Reputation: 396
I have the following string, (a.1) (b.2) (c.3) (d.4)
. I want to change it to (1) (2) (3) (4)
. I use the following method.
str.replaceAll("\(.*[.](.*)\)","($1)")
. And I only get (4)
. What is the correct method?
Thanks
Upvotes: 3
Views: 3205
Reputation: 626747
Root cause
You want to match ()
-delimited substrings, but are using .*
greedy dot pattern that can match any 0 or more chars (other than line break chars). The \(.*[.](.*)\)
pattern will match the first (
in (a.1) (b.2) (c.3) (d.4)
, then .*
will grab the whole string, and backtracking will start trying to accommodate text for the subsequent obligatory subpatterns. [.]
will find the last .
in the string, the one before the last digit, 4
. Then, (.*)
will again grab all the rest of the string, but since the )
is required right after, due to backtracking the last (.*)
will only capture 4
.
Why is lazy / reluctant .*?
not a solution?
Even if you use \(.*?[.](.*?)\)
, if there are (xxx)
like substrings inside the string, they will get matched together with expected matches, as .
matches any char but line break chars.
Solution
.replaceAll("\\([^()]*\\.([^()]*)\\)", "($1)")

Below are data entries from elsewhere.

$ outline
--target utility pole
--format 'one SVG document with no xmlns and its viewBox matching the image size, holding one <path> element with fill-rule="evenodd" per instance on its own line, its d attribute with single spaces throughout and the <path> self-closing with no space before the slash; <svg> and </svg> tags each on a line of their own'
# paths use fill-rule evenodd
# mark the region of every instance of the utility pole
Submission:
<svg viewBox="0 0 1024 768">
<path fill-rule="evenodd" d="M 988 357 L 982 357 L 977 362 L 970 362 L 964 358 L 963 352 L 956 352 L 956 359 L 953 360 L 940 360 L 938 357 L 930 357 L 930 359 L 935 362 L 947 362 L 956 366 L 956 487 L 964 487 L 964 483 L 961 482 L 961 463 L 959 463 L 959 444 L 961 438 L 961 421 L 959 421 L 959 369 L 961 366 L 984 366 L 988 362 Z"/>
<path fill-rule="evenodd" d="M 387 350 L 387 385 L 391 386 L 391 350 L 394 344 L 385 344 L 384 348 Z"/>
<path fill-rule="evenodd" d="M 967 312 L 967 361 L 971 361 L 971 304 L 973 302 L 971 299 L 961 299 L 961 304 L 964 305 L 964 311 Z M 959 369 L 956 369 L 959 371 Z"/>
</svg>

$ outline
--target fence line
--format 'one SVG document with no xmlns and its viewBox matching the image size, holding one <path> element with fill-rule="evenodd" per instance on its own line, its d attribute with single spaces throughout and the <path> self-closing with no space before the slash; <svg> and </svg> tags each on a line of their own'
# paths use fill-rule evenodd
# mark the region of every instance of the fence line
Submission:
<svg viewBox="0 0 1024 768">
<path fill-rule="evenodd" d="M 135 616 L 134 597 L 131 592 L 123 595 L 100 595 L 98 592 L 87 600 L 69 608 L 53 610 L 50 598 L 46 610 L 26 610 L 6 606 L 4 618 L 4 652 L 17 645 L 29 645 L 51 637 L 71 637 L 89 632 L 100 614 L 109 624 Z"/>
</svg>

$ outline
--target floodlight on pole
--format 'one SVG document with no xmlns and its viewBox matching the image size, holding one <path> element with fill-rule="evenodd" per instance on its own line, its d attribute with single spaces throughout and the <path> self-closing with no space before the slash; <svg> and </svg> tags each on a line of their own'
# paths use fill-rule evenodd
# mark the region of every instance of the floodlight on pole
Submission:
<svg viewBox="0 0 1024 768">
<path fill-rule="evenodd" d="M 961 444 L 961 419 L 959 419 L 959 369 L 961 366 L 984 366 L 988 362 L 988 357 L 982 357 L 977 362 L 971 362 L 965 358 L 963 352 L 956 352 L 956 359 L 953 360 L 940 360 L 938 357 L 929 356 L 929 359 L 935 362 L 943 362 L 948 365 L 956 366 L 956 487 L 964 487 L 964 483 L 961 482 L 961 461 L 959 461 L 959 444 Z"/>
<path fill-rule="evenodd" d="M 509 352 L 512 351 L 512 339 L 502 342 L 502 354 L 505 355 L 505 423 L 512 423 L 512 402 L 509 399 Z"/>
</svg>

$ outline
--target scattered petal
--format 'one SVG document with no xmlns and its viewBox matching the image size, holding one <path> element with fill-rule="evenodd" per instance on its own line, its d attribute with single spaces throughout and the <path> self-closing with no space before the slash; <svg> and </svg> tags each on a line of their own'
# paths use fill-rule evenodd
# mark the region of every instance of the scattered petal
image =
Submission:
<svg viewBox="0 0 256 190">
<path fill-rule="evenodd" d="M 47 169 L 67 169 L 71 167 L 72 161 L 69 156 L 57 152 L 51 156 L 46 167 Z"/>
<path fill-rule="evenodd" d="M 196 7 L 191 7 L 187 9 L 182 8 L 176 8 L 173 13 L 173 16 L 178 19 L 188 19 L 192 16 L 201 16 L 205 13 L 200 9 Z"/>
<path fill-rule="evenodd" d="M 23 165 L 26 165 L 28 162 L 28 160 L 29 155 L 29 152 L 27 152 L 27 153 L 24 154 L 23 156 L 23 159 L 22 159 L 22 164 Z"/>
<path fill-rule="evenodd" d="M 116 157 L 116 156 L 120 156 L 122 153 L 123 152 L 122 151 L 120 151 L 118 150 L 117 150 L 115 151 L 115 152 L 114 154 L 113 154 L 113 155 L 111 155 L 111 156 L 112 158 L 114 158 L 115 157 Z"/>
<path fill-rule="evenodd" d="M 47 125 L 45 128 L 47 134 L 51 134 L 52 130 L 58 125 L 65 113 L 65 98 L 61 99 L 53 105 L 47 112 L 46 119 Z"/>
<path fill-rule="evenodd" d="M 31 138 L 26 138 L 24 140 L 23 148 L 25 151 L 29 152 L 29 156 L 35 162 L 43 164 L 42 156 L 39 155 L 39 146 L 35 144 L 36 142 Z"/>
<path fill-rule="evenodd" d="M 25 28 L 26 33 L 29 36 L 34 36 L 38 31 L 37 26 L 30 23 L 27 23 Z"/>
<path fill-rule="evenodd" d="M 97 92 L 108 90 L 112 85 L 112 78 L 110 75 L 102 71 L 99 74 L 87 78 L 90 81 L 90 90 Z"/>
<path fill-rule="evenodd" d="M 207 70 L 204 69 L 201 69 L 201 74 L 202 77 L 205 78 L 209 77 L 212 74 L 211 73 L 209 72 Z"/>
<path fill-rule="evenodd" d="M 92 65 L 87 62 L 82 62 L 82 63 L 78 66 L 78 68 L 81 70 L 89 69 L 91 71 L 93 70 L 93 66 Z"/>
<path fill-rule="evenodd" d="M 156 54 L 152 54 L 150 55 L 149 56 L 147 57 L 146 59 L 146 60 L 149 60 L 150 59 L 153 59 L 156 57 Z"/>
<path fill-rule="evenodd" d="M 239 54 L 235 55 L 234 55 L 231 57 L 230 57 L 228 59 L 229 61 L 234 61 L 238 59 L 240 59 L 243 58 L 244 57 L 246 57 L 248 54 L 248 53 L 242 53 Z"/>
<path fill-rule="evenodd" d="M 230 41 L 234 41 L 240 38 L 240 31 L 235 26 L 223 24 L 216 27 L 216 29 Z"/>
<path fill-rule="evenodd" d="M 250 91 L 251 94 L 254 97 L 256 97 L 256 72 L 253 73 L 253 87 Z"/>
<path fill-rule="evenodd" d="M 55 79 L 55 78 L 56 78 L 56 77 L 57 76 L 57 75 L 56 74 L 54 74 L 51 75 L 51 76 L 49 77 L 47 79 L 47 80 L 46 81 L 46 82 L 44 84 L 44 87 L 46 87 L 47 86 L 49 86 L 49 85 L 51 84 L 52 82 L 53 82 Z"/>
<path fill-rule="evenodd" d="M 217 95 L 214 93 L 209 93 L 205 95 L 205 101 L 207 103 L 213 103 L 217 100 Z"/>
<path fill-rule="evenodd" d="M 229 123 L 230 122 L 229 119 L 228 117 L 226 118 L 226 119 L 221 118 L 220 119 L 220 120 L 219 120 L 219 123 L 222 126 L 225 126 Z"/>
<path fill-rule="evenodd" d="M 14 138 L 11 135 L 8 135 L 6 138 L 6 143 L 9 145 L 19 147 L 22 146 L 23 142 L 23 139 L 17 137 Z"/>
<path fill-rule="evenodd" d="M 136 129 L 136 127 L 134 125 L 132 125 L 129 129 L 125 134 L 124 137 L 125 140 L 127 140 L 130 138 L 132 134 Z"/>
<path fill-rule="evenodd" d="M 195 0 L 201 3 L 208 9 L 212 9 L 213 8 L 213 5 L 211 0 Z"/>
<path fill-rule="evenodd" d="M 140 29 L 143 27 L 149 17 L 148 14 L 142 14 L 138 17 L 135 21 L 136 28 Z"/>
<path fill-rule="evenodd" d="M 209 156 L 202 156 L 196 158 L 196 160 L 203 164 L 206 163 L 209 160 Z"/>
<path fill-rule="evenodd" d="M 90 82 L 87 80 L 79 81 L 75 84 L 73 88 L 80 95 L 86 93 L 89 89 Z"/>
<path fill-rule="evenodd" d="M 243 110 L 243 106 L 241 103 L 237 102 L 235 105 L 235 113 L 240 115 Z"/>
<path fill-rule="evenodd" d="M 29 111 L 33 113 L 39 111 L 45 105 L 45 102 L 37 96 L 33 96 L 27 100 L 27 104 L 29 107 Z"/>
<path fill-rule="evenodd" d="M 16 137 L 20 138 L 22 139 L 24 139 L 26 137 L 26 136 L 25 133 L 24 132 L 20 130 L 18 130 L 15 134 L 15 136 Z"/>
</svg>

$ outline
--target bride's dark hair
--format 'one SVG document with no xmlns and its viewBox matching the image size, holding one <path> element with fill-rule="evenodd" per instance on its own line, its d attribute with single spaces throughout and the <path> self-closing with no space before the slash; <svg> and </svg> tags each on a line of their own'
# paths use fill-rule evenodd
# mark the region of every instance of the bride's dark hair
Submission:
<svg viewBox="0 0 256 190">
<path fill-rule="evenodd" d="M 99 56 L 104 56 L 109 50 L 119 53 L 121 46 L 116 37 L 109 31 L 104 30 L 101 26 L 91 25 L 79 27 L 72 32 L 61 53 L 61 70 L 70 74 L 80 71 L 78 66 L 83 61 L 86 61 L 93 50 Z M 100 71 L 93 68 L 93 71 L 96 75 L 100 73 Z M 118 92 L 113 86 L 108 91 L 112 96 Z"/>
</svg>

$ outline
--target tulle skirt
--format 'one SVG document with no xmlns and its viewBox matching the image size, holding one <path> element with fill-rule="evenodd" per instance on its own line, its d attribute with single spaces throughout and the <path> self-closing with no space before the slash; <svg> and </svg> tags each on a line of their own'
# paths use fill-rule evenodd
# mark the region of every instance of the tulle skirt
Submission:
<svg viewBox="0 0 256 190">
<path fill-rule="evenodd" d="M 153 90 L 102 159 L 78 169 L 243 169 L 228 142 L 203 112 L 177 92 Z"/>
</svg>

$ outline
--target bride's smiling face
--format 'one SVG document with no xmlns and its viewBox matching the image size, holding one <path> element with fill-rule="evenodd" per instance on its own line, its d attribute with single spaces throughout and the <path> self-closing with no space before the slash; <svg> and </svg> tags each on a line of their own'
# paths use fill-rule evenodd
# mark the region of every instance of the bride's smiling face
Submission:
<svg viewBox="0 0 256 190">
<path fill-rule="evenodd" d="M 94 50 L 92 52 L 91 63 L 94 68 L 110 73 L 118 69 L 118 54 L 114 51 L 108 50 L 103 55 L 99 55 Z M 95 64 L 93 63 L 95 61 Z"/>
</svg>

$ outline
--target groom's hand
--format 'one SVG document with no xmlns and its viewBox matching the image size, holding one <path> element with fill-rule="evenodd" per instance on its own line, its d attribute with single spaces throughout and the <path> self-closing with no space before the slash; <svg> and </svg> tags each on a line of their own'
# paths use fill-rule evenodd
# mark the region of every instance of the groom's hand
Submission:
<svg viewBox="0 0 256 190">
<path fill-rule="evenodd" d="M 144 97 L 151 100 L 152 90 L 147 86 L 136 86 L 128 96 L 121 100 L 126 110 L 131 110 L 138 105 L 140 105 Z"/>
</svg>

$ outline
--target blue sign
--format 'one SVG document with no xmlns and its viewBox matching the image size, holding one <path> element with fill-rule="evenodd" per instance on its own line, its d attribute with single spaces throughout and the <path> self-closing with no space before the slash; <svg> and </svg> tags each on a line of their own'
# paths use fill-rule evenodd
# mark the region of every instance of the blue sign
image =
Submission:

See the regex demo. The [^()]
will only match any char BUT a (
and )
.
Details
\(
- a (
char[^()]*
- a negated character class matching 0 or more chars other than (
and )
\.
- a dot([^()]*)
- Group 1 (its value is later referred to with $1
from the replacement pattern): any 0+ chars other than (
and )
\)
- a )
char.List<String> strs = Arrays.asList("(a.1) (b.2) (c.3) (d.4)", "(a.1) (xxxx) (b.2) (c.3) (d.4)");
for (String str : strs)
System.out.println("\"" + str.replaceAll("\\([^()]*\\.([^()]*)\\)", "($1)") + "\"");
Output:
"(1) (2) (3) (4)"
"(1) (xxxx) (2) (3) (4)"
Upvotes: 4
Reputation: 2436
try this one, it will match any alphabets, .
and "
and replace them all with empty ""
str.replaceAll("[a-zA-Z\\.\"]", "")
Edit:
You can use also [^\\d)(\\s]
to match all characters that are not number, space and )(
and replace them all with empty ""
string
String str = "(a.1) (b.2) (c.3) (d.4)";
System.out.println(str.replaceAll("[^\\d)(\\s]",""));
Upvotes: 2
Reputation: 81074
Couple things here. First, your escapes for the parentheses are incorrect. In Java string literals, backslash itself is an escape character, meaning you need to use \\(
to represent \(
in regex.
I think your question is how to do non-greedy matches in regex. Use ?
to specify non-greedy matching; e.g. *?
means "zero or more times, but as few times as possible".
This doesn't negate other answers, but they depend on your test input being as simple as it is in your question. This gives me the correct output without changing the spirit of your original regex (that only the parentheses and dot delimiter are known to be present):
String test = "(a.1) (b.2) (c.3) (d.4)";
String replaced = test.replaceAll("\\(.*?[.](.*?)\\)", "($1)");
System.out.println(replaced); // "(1) (2) (3) (4)"
Upvotes: 3
Reputation: 1091
Try this
str.replaceAll("[A-Za-z0-9]+\.","");
[A-Za-z0-9]
will match the upper case, lower case and digits. If you want to match anything before the dot(.) you can use .+
or .*
in the place of [A-Za-z0-9]+
Upvotes: 0